WWII Memorial Opens
Hugh Hardy, a New York architect who was a member of the memorial's design jury, said he believes that it does not subtract in any way from the power of the two landmarks on either side. At a Washington symposium discussing the memorial last week, Hardy said the new structure complements its surroundings.
"I can't believe when you go there you won't be more aware of what the Mall is, more aware of the two great monuments that this is so inextricably linked with," Hardy said.
The memorial features side entrances to the north and south and a ceremonial entrance on 17th Street. The walls flanking the ceremonial entrance will feature 24 bronze bas-relief panels, some of which will be installed after the dedication.
The main plaza of the memorial is an oval defined at its north and south edges by two 43-foot arches, representing the war's Atlantic and Pacific theaters. Fifty-six pillars form the perimeter of the oval, representing the states, territories and the District of Columbia at the time of the war. Each pillar is adorned with two sculpted bronze wreaths.

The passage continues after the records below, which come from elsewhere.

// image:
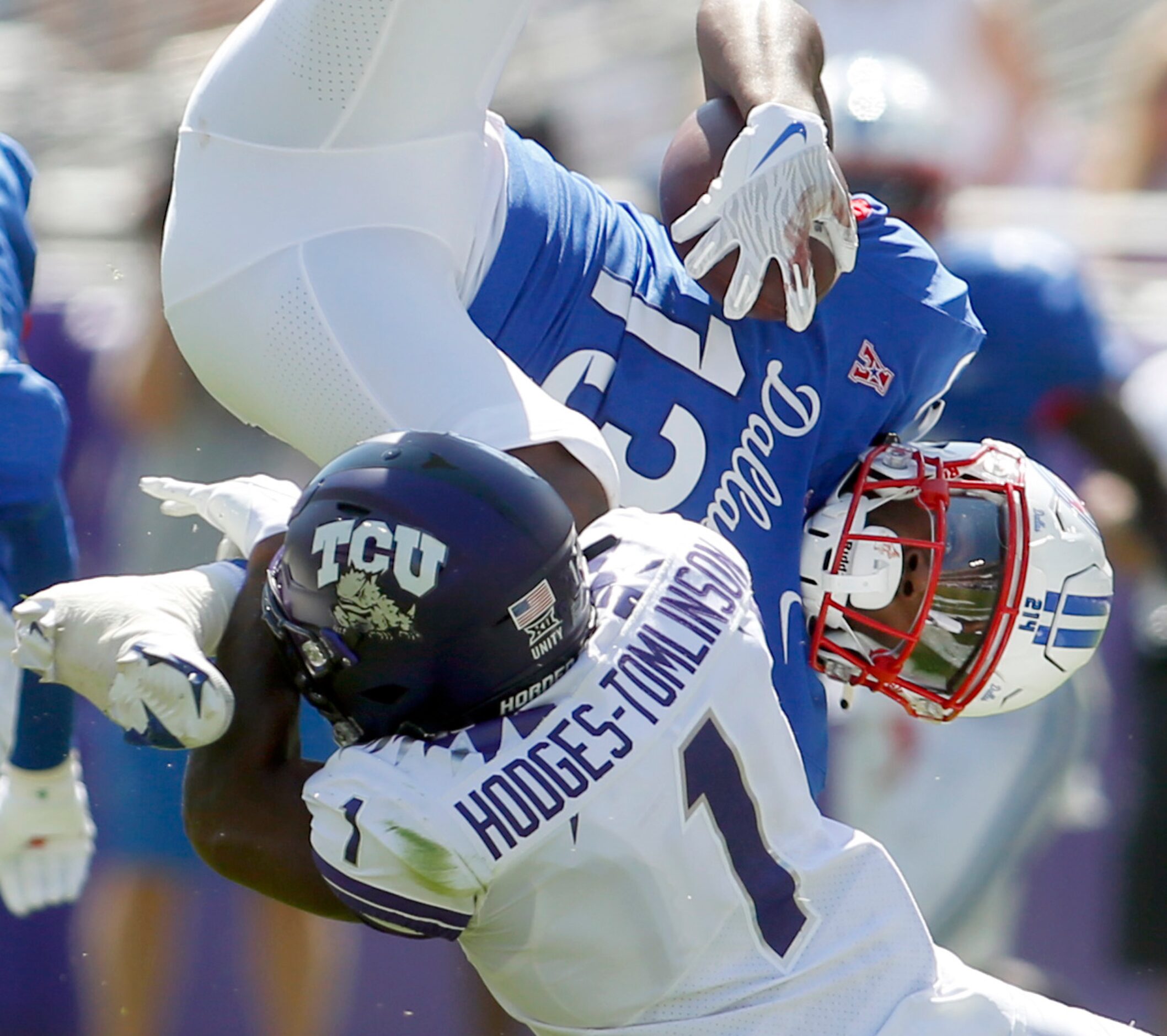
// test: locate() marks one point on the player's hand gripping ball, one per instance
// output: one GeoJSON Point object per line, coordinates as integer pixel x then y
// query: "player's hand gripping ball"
{"type": "Point", "coordinates": [741, 199]}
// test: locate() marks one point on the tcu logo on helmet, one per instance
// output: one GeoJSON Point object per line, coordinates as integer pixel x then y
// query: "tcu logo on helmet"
{"type": "Point", "coordinates": [371, 546]}
{"type": "Point", "coordinates": [870, 370]}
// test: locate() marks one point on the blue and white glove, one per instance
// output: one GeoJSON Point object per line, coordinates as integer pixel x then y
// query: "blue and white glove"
{"type": "Point", "coordinates": [46, 836]}
{"type": "Point", "coordinates": [137, 647]}
{"type": "Point", "coordinates": [779, 187]}
{"type": "Point", "coordinates": [245, 510]}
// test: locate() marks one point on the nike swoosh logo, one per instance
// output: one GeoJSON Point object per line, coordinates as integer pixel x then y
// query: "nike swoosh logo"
{"type": "Point", "coordinates": [788, 600]}
{"type": "Point", "coordinates": [790, 131]}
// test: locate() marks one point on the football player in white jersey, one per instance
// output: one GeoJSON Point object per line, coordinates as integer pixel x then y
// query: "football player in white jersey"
{"type": "Point", "coordinates": [356, 244]}
{"type": "Point", "coordinates": [568, 755]}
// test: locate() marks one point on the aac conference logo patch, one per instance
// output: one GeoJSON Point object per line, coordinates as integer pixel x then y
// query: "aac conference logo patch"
{"type": "Point", "coordinates": [871, 371]}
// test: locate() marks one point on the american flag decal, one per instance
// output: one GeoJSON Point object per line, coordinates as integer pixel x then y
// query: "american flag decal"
{"type": "Point", "coordinates": [530, 607]}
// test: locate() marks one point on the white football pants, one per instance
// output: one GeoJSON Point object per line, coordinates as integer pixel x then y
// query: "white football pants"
{"type": "Point", "coordinates": [338, 201]}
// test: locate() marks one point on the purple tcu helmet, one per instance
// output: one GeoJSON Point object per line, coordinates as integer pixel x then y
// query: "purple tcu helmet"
{"type": "Point", "coordinates": [426, 583]}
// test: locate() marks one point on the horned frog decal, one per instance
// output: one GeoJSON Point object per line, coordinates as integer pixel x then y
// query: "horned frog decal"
{"type": "Point", "coordinates": [363, 608]}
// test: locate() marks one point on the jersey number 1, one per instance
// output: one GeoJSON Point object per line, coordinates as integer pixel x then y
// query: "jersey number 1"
{"type": "Point", "coordinates": [712, 775]}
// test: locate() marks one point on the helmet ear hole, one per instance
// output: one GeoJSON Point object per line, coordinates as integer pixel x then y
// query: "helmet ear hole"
{"type": "Point", "coordinates": [384, 695]}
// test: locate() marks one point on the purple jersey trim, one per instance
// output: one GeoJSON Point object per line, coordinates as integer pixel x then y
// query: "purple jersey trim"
{"type": "Point", "coordinates": [424, 918]}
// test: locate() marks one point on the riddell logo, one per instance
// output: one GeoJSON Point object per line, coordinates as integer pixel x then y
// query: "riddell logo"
{"type": "Point", "coordinates": [871, 371]}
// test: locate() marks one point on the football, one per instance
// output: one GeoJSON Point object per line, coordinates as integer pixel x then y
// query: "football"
{"type": "Point", "coordinates": [692, 161]}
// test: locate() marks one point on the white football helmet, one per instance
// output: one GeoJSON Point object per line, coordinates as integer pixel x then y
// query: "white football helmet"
{"type": "Point", "coordinates": [959, 579]}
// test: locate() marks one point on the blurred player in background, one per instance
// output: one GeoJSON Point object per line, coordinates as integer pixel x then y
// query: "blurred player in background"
{"type": "Point", "coordinates": [46, 831]}
{"type": "Point", "coordinates": [351, 234]}
{"type": "Point", "coordinates": [138, 921]}
{"type": "Point", "coordinates": [1130, 153]}
{"type": "Point", "coordinates": [976, 50]}
{"type": "Point", "coordinates": [1040, 373]}
{"type": "Point", "coordinates": [1130, 149]}
{"type": "Point", "coordinates": [568, 754]}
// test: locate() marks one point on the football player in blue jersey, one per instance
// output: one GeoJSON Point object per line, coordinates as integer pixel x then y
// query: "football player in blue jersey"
{"type": "Point", "coordinates": [566, 753]}
{"type": "Point", "coordinates": [355, 243]}
{"type": "Point", "coordinates": [1040, 376]}
{"type": "Point", "coordinates": [46, 831]}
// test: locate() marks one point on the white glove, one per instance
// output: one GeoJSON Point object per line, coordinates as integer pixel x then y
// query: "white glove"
{"type": "Point", "coordinates": [245, 510]}
{"type": "Point", "coordinates": [137, 647]}
{"type": "Point", "coordinates": [779, 187]}
{"type": "Point", "coordinates": [46, 836]}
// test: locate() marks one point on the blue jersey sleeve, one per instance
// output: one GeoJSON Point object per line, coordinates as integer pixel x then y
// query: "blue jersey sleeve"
{"type": "Point", "coordinates": [1045, 337]}
{"type": "Point", "coordinates": [36, 544]}
{"type": "Point", "coordinates": [18, 252]}
{"type": "Point", "coordinates": [898, 333]}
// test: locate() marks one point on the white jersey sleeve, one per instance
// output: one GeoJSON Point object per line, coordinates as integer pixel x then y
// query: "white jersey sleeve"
{"type": "Point", "coordinates": [339, 193]}
{"type": "Point", "coordinates": [375, 845]}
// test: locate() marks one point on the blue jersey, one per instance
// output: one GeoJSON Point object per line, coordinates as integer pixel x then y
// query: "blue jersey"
{"type": "Point", "coordinates": [742, 428]}
{"type": "Point", "coordinates": [1043, 338]}
{"type": "Point", "coordinates": [33, 423]}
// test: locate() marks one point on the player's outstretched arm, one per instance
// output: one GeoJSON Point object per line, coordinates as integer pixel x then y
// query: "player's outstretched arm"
{"type": "Point", "coordinates": [779, 185]}
{"type": "Point", "coordinates": [242, 797]}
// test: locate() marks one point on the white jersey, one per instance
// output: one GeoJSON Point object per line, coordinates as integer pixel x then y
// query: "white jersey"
{"type": "Point", "coordinates": [638, 850]}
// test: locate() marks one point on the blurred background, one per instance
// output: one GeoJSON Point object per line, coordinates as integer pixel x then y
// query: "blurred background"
{"type": "Point", "coordinates": [1058, 111]}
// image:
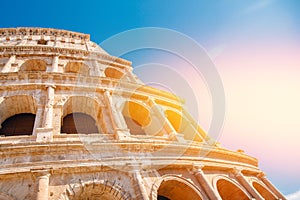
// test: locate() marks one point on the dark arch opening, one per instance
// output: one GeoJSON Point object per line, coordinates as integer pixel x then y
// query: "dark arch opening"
{"type": "Point", "coordinates": [20, 124]}
{"type": "Point", "coordinates": [229, 191]}
{"type": "Point", "coordinates": [79, 123]}
{"type": "Point", "coordinates": [263, 191]}
{"type": "Point", "coordinates": [176, 190]}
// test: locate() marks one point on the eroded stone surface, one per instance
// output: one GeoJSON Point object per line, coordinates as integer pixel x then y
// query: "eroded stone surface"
{"type": "Point", "coordinates": [135, 142]}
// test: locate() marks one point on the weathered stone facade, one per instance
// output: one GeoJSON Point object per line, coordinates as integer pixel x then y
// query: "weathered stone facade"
{"type": "Point", "coordinates": [77, 124]}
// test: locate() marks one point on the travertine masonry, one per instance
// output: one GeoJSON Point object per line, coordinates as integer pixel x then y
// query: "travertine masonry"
{"type": "Point", "coordinates": [77, 124]}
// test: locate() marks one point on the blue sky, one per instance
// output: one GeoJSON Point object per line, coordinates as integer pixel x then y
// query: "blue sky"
{"type": "Point", "coordinates": [251, 34]}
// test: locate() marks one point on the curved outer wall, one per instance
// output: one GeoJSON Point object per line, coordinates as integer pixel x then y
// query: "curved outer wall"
{"type": "Point", "coordinates": [98, 133]}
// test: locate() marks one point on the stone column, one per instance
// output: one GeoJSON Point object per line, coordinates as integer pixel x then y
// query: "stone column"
{"type": "Point", "coordinates": [45, 133]}
{"type": "Point", "coordinates": [48, 116]}
{"type": "Point", "coordinates": [118, 124]}
{"type": "Point", "coordinates": [242, 180]}
{"type": "Point", "coordinates": [209, 191]}
{"type": "Point", "coordinates": [141, 185]}
{"type": "Point", "coordinates": [42, 177]}
{"type": "Point", "coordinates": [38, 117]}
{"type": "Point", "coordinates": [55, 63]}
{"type": "Point", "coordinates": [271, 186]}
{"type": "Point", "coordinates": [7, 66]}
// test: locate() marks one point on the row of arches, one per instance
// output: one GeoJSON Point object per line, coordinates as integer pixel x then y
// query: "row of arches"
{"type": "Point", "coordinates": [178, 188]}
{"type": "Point", "coordinates": [81, 114]}
{"type": "Point", "coordinates": [170, 187]}
{"type": "Point", "coordinates": [73, 67]}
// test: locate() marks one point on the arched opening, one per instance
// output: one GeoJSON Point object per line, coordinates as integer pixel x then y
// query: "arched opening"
{"type": "Point", "coordinates": [20, 124]}
{"type": "Point", "coordinates": [183, 126]}
{"type": "Point", "coordinates": [34, 65]}
{"type": "Point", "coordinates": [136, 117]}
{"type": "Point", "coordinates": [177, 190]}
{"type": "Point", "coordinates": [78, 68]}
{"type": "Point", "coordinates": [230, 191]}
{"type": "Point", "coordinates": [81, 115]}
{"type": "Point", "coordinates": [113, 73]}
{"type": "Point", "coordinates": [17, 113]}
{"type": "Point", "coordinates": [79, 123]}
{"type": "Point", "coordinates": [98, 191]}
{"type": "Point", "coordinates": [265, 193]}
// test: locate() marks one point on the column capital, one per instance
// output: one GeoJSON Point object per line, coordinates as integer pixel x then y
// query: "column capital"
{"type": "Point", "coordinates": [261, 175]}
{"type": "Point", "coordinates": [50, 85]}
{"type": "Point", "coordinates": [197, 168]}
{"type": "Point", "coordinates": [237, 171]}
{"type": "Point", "coordinates": [41, 172]}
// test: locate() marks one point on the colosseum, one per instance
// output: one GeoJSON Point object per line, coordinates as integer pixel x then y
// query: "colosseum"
{"type": "Point", "coordinates": [76, 123]}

Inside the plaza, small fountains sit at the bases of the two arches. A wall of 4,000 gold stars -- each representing 100 U.S. deaths in the war -- is surrounded by waterfalls on each side. The Rainbow Pool, which has occupied the site since the 1920s, has been restored and features a series of jets designed to produce a spray that looks like a rainbow when sunlight hits it at a certain angle.
More than two-thirds of the memorial consists of grass, plantings and water. A double row of elm trees lines the memorial to the north and south. A circular garden of about 38 feet in diameter sits in the site's northwest corner and is enclosed by a two-foot-high stone wall. Called the "Circle of Remembrance," the garden includes a seating area with wooden benches.
Like the Mall's other monuments, the memorial will be open 24 hours a day. Park Service rangers will be on site seven days a week from 9:30 a.m. to 8 p.m. The Park Service is discouraging visitors from leaving mementos. "There is no place for keeping them, and sadly, if people leave flowers, they'll likely just be thrown away," said Bill Line, a spokesman for the agency.
Parking on the site is limited to five disabled parking spaces accessible from southbound 17th Street, and there is a driveway for tour buses to pick up and drop off passengers. The nearest Metrorail stop is the Smithsonian station, a little over a mile away. Tourmobile will designate a memorial stop for its open-sided trams on Constitution Avenue between 17th and 18th streets, according to the National Park Service.
An information center will open today on the south side of the memorial, where tourists can ask Park Service employees to search the World War II Registry, a database of individuals who served in the war effort either in the military abroad or as a civilian at home. People can add a name to the registry by visiting the American Battle Monuments Commission Web site at www.wwiimemorial.com.
Tourism officials said they will be able to fully judge the impact of the memorial after this summer's "America Celebrates the Greatest Generation" tribute, which will run from the dedication of the memorial through Labor Day and feature more than 140 World War II-themed events sponsored by more than 80 cultural institutions.
Victoria Isley, a spokeswoman for Washington D.C. Convention and Tourism Corp., said she expects that the World War II events will attract about 1 million more people to Washington than would normally visit during the summer, boosting the traditional seasonal figure of 5 million visitors to about 6 million.